Ferdi, gereğinden fazla sulamanın üretime faydasının olmadığını belirtmiştir.

“Yok, fazlasının faydası yoktur. Benim arazimde fazla su alan bölgelerin üretimi düşüyor. Fazla su, toprağı da tuzlulaştırıyor. Hiçbir yönden (açıdan) fazla su iyi değildir.”

Hakkı da fazla sulamanın, üretim artışı anlamına gelmediğini belirtmiştir.

“Yok, fazla su, fazla üretim demek değildir. Fazla su, zarar bile verir. O da hem tarlaya hem de mahsule. Tarlayı çoraklaştırır, üretimi de azaltır. Onun için bitkinin hakkı neyse onu vereceksin. Gerisi hem zarardır hem de boş israftır.”

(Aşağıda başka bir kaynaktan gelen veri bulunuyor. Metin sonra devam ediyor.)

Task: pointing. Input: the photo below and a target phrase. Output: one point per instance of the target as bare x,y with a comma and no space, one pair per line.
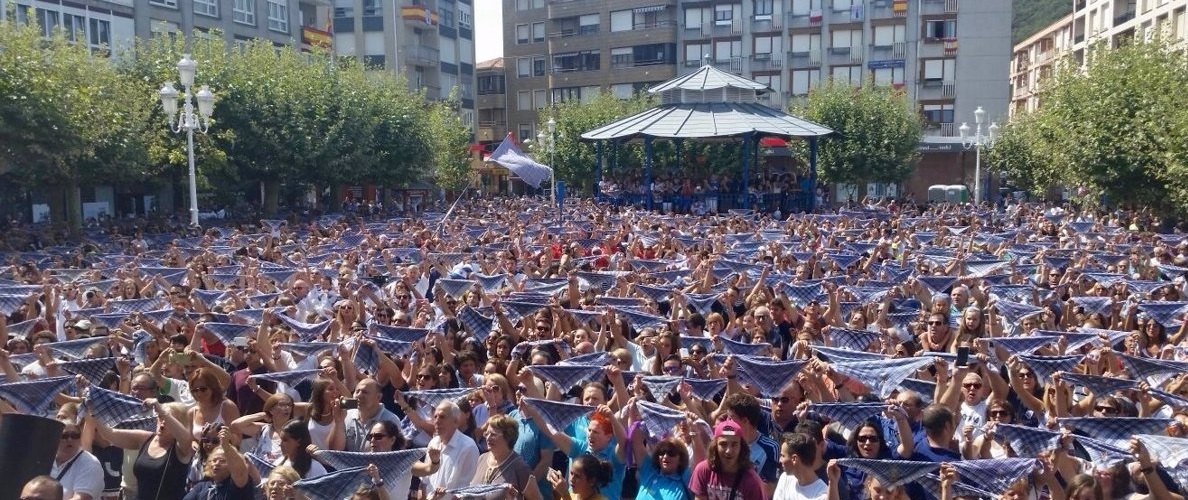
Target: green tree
576,160
450,144
879,133
1112,130
68,118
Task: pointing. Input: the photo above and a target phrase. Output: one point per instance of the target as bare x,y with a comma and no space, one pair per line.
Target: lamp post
187,119
977,141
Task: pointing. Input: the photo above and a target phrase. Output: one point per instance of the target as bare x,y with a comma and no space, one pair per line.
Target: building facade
949,56
555,51
430,42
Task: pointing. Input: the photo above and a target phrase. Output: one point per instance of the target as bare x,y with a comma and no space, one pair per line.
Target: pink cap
727,428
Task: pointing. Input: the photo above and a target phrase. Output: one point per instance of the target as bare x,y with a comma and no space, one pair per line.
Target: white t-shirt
86,476
789,488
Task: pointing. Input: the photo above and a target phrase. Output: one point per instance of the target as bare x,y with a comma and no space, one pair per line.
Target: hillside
1031,16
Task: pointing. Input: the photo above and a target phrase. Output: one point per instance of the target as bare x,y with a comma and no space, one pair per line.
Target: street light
188,120
977,141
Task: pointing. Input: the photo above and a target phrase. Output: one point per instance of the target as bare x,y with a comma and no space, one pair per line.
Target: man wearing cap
726,473
746,412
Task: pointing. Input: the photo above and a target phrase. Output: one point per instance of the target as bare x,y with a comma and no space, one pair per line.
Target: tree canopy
879,132
1116,131
73,115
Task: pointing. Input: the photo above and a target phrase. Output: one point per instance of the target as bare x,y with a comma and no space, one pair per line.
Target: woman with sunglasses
501,463
869,442
385,436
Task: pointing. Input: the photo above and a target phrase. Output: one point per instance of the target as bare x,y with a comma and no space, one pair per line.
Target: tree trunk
271,197
336,194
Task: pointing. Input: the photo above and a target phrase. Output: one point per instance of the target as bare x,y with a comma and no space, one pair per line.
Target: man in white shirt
460,456
798,456
79,472
360,421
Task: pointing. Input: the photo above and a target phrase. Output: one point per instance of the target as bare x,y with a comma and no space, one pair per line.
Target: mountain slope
1031,16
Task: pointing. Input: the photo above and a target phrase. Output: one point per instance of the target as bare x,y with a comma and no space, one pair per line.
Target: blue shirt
655,485
614,488
765,456
530,444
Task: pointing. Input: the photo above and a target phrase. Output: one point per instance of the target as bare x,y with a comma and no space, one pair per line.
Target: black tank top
159,479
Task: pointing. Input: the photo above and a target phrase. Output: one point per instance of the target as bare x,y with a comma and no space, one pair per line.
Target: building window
939,71
803,81
244,12
100,32
851,75
937,114
583,61
939,29
207,7
491,84
888,76
74,27
465,18
621,57
763,8
278,16
567,94
49,21
804,7
373,8
724,14
621,20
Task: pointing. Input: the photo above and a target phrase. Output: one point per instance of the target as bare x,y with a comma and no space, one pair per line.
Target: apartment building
429,42
1035,59
566,50
99,23
1092,21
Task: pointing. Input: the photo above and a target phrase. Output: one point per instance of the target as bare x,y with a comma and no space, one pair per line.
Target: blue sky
488,30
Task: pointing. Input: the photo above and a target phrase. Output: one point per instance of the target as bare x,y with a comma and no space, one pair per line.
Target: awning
650,8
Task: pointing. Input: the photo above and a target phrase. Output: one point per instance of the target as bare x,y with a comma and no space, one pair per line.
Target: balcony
775,99
936,88
810,58
882,10
766,23
806,20
939,7
766,62
940,130
621,62
1123,18
730,64
845,55
897,50
422,56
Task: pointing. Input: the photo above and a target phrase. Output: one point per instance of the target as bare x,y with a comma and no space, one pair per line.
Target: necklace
498,470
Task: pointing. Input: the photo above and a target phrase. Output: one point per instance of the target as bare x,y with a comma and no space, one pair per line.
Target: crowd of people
495,350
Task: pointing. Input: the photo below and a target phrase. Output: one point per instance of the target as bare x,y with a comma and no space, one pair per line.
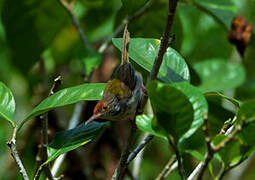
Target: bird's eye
105,107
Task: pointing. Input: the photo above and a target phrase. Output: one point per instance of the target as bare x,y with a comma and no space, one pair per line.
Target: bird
124,95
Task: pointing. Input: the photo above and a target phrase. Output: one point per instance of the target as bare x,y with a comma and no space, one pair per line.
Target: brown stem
12,145
121,27
212,150
44,136
155,69
163,173
172,4
122,166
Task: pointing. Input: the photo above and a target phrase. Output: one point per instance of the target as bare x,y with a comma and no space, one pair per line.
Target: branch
122,165
202,8
72,123
44,136
178,157
211,150
164,172
155,69
12,145
172,4
69,7
227,169
121,27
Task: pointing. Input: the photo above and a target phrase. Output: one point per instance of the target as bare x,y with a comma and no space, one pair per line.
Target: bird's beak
92,118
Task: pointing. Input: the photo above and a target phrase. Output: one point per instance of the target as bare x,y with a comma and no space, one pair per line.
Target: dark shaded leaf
91,91
143,52
7,104
69,140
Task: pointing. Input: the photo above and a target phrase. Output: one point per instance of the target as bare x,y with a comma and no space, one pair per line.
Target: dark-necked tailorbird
123,93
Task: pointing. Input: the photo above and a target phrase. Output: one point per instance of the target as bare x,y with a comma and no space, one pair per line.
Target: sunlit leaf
144,123
199,105
173,111
143,52
218,94
224,11
218,75
7,104
91,91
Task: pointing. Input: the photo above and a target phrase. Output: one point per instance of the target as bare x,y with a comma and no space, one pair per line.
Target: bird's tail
126,39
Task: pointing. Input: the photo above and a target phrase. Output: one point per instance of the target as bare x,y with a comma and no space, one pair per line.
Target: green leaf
218,94
132,6
68,140
199,105
247,113
143,52
7,104
195,154
219,75
234,151
167,103
30,26
173,111
144,123
91,91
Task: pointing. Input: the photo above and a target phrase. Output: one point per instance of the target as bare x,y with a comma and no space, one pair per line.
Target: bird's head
105,108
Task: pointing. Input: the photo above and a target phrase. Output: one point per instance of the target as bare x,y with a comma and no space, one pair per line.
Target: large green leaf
68,140
90,91
7,104
173,110
244,144
194,97
199,105
218,75
235,151
143,52
30,26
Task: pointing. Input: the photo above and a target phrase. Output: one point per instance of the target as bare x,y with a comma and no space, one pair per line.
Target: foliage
202,73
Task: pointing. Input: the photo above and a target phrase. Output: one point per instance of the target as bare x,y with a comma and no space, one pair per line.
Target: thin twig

Görüşme sonuçlarından da anlaşıldığı gibi çiftçi katılımcıların tamamı, “toprağı ne kadar çok sularsam üretim de o oranda artar” anlayışını paylaşmamaktadırlar. Hatta bir katılımcı (Kemal) haricindeki tüm çiftçi katılımcılar, fazla sulamamanın üretim artışını getirdiği anlayışı bir tarafa, tersine fazla sulamanın üretimi düşürdüğünü ifade etmişlerdir. Araştırmacılara göre de tarımsal üretim sürecinde gereğinden fazla suyun kullanılması toprağın verimini düşürmektedir (Yanar, 1999: 77). Dolayısıyla görüşmeye dahil olan katılımcıların sulama ve üretim artışı arasındaki ilişki bağlamında belli bir bilgi düzeyinde oldukları görülmektedir. Çevik’e (1999: 50) göre, özellikle sulamaya yeni başlayan arazilerde, genellikle çiftçiler, araziye ne kadar fazla su verilirse, ürünün o kadar artacağı inancı içerisindedirler. Oysa araştırma alanımızda, görüşme sonuçlarından da anlaşıldığı üzere çiftçiler, fazla suyun üretim artışını getirmediğini, tersine üretimi düşürdüğünü belirtmişlerdir. Dolayısıyla,

“çiftçiler, tarlayı ne kadar çok sularsam verim de o oranda artar eğilimini taşıyorlar”

şeklindeki yaygın kanaatin, araştırma alanımızdaki çiftçiler için geçerli olmadığı görülmektedir.